アパートの階段横の壊れかけた郵便受けに、半年前に別れた彼女から手紙が届いているのを見つけると、僕はその場で封を切り階段を数段上がった所で座り読んだ。
錆びた鉄の階段はプラスチックの屋根が簡単に取り付けてあるだけで、夏の終わりのような涼しい風が吹き抜けていて気持ちよかった。

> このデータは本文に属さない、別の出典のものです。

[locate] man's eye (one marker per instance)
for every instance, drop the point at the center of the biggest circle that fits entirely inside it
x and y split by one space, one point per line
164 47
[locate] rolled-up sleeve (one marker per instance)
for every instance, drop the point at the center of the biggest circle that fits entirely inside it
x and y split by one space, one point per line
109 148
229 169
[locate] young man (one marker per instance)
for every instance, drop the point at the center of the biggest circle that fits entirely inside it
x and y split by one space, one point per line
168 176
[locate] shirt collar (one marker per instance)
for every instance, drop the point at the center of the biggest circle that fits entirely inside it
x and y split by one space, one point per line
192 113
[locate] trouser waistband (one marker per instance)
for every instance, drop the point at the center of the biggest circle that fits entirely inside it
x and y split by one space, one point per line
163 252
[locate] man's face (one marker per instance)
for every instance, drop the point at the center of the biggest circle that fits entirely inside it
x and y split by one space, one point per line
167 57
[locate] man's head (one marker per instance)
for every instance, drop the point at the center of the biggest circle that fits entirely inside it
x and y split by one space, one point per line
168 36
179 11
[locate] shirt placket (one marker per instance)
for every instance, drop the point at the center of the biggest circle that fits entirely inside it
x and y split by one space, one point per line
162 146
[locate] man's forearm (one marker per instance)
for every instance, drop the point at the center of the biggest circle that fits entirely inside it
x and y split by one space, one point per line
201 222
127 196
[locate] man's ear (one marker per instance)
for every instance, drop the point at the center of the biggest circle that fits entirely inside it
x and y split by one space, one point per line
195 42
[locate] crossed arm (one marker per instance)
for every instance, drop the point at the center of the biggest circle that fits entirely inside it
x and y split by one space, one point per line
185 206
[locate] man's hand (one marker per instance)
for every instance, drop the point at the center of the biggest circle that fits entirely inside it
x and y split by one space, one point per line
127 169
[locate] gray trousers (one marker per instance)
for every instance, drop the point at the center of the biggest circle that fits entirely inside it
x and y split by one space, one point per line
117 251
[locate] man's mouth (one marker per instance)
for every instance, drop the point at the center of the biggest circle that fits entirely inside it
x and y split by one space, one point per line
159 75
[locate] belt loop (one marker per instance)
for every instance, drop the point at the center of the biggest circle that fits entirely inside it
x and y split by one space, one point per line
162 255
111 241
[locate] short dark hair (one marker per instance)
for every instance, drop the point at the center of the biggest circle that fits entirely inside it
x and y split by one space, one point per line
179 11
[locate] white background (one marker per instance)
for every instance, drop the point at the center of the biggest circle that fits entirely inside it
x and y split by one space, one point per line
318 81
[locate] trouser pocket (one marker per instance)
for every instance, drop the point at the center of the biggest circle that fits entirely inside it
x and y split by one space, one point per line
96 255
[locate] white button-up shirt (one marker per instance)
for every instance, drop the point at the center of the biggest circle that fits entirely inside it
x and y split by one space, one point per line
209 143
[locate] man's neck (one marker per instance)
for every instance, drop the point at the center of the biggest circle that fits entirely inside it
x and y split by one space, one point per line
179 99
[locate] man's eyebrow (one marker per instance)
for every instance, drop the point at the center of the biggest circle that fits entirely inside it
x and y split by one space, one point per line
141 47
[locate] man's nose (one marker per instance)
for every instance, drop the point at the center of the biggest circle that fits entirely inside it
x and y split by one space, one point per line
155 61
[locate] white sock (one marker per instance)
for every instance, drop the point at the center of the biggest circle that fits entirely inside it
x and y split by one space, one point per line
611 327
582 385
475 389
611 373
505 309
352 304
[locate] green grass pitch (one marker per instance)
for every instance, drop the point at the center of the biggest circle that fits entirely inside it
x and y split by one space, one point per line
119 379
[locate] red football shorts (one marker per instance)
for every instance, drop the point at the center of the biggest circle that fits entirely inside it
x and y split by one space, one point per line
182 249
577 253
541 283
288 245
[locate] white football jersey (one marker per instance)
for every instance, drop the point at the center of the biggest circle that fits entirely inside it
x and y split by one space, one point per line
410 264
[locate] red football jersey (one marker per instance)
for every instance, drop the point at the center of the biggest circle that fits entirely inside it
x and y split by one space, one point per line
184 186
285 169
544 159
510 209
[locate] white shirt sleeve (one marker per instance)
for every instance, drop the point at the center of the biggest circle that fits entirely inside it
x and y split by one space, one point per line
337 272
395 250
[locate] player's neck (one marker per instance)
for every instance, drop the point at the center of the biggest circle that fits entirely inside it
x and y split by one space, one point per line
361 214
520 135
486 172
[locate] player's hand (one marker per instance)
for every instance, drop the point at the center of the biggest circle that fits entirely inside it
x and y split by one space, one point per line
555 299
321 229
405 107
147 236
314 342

白い封筒の中には薄い青色の便箋があり、そこには見慣れた彼女の文字が並んでいた。
しゅうちゃん元気?
突然出て行ってごめんね
もう連絡取らないかと思ったけど 今夜ブルームーンを見て周ちゃんを思い出し 手紙を書くことにしました
一月に二度目の満月をブルームーンと言って、凄く珍しい事だから願いが叶うって教えてくれたよね
今夜がその教えてくれたブルームーンだそうです
周ちゃんのアパートから見た月は今でも覚えています
二人で見ることは出来なかったけど
周ちゃんが夢をつかめるよう願いをかけました
出て行ったのは周ちゃんが「堕ろせ」って言ったからです
安心して下さい
ちゃんと病院であれから堕ろしました
辛かったけど 私一人じゃ無理だしと判断しました
ホント辛かったんだよ
男の周ちゃんじゃわかんないだろうね
それに毎日どこかイラついてる周ちゃんが嫌いでした
夢がナンなのかさえわからないで喘いでる様な姿に
どうしてやることもできない私も悲しくて・・・
きっと目指す何かがわかったらいいね
もう目標見つけて 夢に頑張ってるのかな
今夜のブルームーンに周ちゃんの夢が叶いますよう祈ったよ
もう私のこと忘れた?
面倒な女がいなくなって せいせいしたでしょ?
まだ私も「好き」が少し残ってるのかな・・・
何にもしてあげられなかったけど がんばってください
もう会うこともないだろうと思うけど
周ちゃんをどこかで応援してます
お元気で・・・
最後の文字が涙で滲んでいた。
僕はメンソールのタバコを取り出し火をつけ、その場で一息深く吸い込んで見えない煙を吐き出した。
消印は行った事もない町の名前だった。
住所は書いてなかった。
青い便箋を封筒に入れなおし、ジーンズの後ろポケットから部屋の鍵を取り出すと、蹴れば壊れそうな安物のドアを開けて自分の部屋に帰った。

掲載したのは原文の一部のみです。